- Born: 3 March 1935 Stuart Island, New South Wales, Australia
- Died: September 2018 (aged 83)
- Other names: Auntie Rose
- Musical career
- Instrument: Gumleaf

= Roseina Boston =

Female Indigenous Australian

Roseina "Auntie Rose" Boston (3 March 1935 – September 2018) was an Gumbaynggirr Aboriginal elder known for her gumleaf music. Her Indigenous name was Wanangaa, meaning "stop".

== Career ==
Growing up on Stuart Island, New South Wales, Australia in an area that is now a golf course, she learned how to play the local eucalyptus gum leaves after hearing her uncles play.

Boston took part in the Australian Gumleaf Playing Championships, which ran between 1977 and 1997. No Indigenous person ever won the competition, but Boston did place fourth.

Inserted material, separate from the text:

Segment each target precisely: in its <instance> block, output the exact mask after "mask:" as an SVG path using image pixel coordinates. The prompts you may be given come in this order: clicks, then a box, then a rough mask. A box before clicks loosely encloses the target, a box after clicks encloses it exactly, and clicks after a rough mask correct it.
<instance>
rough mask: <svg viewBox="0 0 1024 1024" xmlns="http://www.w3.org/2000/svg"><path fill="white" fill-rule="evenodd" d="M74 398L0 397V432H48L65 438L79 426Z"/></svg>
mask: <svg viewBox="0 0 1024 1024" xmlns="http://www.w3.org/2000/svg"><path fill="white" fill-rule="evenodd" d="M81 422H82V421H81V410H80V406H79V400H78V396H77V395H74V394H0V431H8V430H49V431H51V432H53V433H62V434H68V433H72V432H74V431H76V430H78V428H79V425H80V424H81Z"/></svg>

Her album, Aunty Rose and the gumleaf, was released in 2000 and Boston became the only female gumleaf player to have her music recorded for CD. She also painted.

Through her career, Boston was played frequently on Australian radio, and audio and video recordings of her work are held at the Australian Institute of Aboriginal Studies, National Library of Australia, Department of Music Monash University, and National Film and Sound Archive.

Roseina Boston died in 2018, and was survived by her husband Harry Boston.